The plan also calls for family members to give up ownership of the company so it could become a new entity with its profits dedicated to stemming the epidemic. In exchange, Sackler family members would get protection from lawsuits over opioids.
The family also agreed not to oppose any efforts to remove the Sackler name from cultural and educational institutions they have supported and to make public a larger cache of company documents.
Thursday’s hearing may be the closest thing to a trial for Sackler family members, who victims say helped spark and prolong the epidemic.
Purdue Pharma starting selling OxyContin, a pioneering extended-release prescription painkiller, in 1996. At the same time, Purdue and other drug companies funded efforts to get doctors and other prescribers to think differently about opioids — suggesting they be used for some pain conditions for which the potent drugs were previously considered off limits.

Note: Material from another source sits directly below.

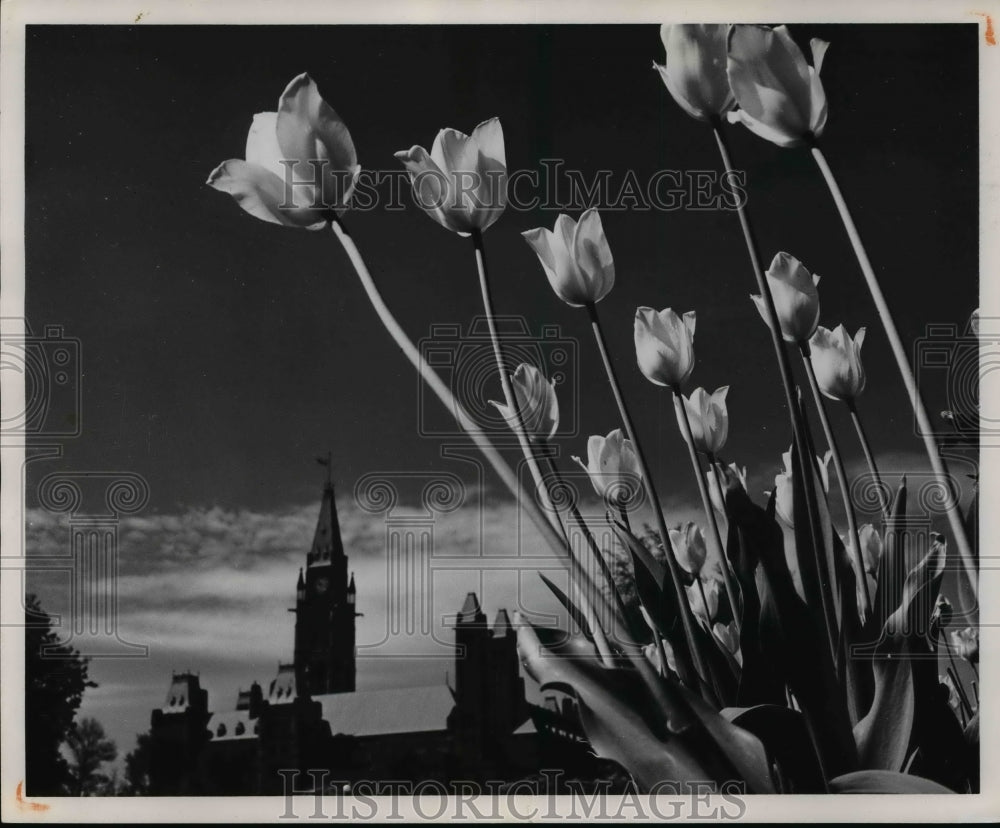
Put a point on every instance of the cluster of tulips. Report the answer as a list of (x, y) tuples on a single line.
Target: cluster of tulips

Over the decades, there were waves of fatal overdoses, first associated with prescription drugs and then, as prescriptions became harder to obtain and some drugs became harder to manipulate for a quick high, from heroin. More recently, fentanyl and similar drugs have become the biggest killer.
Purdue has twice pleaded guilty to criminal charges, but no members of the Sackler family have been charged with crimes. There are no indications that any such charges are forthcoming, although seven U.S. senators last month asked the Department of Justice to consider charges.
Sackler family members have expressed regret for the crisis but have never unequivocally apologized.
Last week, they released a statement saying in part, “While the families have acted lawfully in all respects, they sincerely regret that OxyContin, a prescription medicine that continues to help people suffering from chronic pain, unexpectedly became part of an opioid crisis that has brought grief and loss to far too many families and communities.”
Other drugmakers, distributors, marketers and pharmacies involved in the opioid industry have faced similar lawsuits from state and local governments, Native American tribes and other entities.
Last month, drugmaker Johnson & Johnson and wholesalers AmerisourceBergen, Cardinal Health and McKesson announced they were finalizing settlements worth a combined $26 billion. As in the proposed Purdue settlement, most of that money is required to be used to fight the crisis.
Mulvihill reported from Cherry Hill, New Jersey.